We had to do a Shakespeare, and we did Macbeth. We had to do a pre 20th-century text, and we did a play, She Stoops to Conquer. We had to do poetry and we did Yevgeny Yevtushenko. But no novels.

After Midnight's Children, Sahota went on to read The God of Small Things, A Suitable Boy and The Remains of the Day. In an interview in January 2011, he stated:

It was like I was making up for lost time – not that I had to catch up, but it was as though I couldn't quite believe this world of storytelling I had found and I wanted to get as much of it down me as I possibly could.

In 2013 he was included in a Granta list of 20 best young writers, released 20 years after the magazine first published such a list.

In June 2018 Sahota was elected Fellow of the Royal Society of Literature in its "40 Under 40" initiative.

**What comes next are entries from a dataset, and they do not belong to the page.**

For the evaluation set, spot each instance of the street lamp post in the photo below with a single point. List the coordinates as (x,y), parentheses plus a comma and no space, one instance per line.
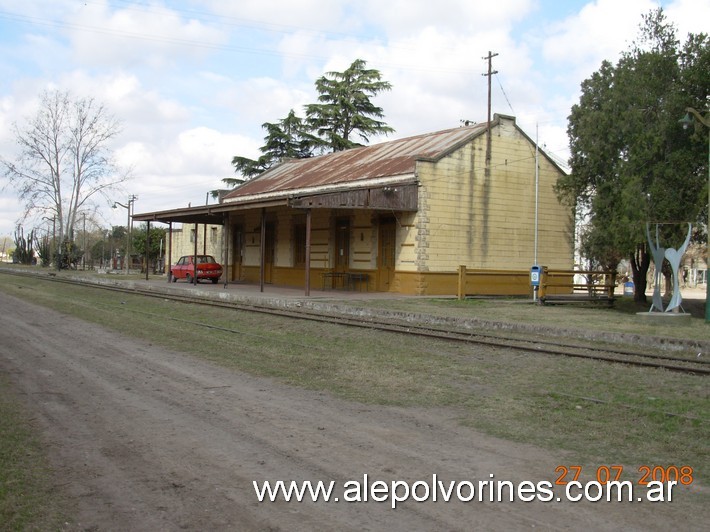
(129,208)
(704,120)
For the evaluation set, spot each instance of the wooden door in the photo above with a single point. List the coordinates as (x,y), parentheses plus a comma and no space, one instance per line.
(237,252)
(386,254)
(269,252)
(342,245)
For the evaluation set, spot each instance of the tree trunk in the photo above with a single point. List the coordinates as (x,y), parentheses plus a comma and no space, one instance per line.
(640,261)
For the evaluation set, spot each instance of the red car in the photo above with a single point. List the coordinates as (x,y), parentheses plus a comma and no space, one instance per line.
(207,268)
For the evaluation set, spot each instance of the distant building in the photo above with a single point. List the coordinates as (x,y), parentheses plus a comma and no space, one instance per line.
(400,216)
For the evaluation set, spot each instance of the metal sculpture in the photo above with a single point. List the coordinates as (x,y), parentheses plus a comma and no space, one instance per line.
(673,256)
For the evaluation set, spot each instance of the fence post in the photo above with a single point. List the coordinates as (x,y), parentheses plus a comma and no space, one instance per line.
(461,293)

In 2019, Sahota started teaching creative writing to undergraduates at Durham University, where he is Assistant Professor.

== Works ==
Sahota's first novel, Ours are the Streets, was published in January 2011 by Picador. He wrote the book in the evenings and at weekends because of his day job. The novel tells the story of a British Pakistani youth who becomes a suicide bomber. Sahota was prompted to start writing the book by the 7 July 2005 London bombings. According to the Sheffield Telegraph, the book is "being mentioned in literary supplements as one of the novels to look out for in 2011". Ours are the Streets has been reviewed in a number of national newspapers, including The Times, The Guardian, The Independent and The Sunday Times.

His second novel, The Year of the Runaways, about the experience of illegal immigrants in Britain, was published in June 2015 and was shortlisted for the 2015 Man Booker Prize.

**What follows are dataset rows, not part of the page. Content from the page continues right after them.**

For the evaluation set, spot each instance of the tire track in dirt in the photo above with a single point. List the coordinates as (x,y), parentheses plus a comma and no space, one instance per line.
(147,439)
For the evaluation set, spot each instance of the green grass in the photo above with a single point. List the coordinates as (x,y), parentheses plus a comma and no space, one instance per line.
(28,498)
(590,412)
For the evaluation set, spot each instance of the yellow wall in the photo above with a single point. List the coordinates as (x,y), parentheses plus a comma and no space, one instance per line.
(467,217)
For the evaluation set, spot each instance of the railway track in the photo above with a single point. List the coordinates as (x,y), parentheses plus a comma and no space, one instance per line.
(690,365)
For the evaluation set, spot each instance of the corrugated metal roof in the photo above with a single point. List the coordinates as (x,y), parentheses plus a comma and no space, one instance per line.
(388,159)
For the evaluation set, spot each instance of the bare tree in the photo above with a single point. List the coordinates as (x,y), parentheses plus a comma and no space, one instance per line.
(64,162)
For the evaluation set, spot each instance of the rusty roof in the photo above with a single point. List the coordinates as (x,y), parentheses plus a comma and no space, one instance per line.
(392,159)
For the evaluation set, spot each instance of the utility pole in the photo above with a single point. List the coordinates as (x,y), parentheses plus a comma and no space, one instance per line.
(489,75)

China Room was published in 2021. It interweaves the stories of a child bride living in a village in 1920s Punjab and her British-born and raised great-grandson, who returns to the village in 1999. The novel was longlisted for the 2021 Booker Prize.

== Bibliography ==
- S, Sun (2011). "Ours Are the Streets"
- S, Sun (2016). "The Year of the Runaways"
- S, Sun (2021). "China Room"
- S, Sun (2024). "The Spoiled Heart"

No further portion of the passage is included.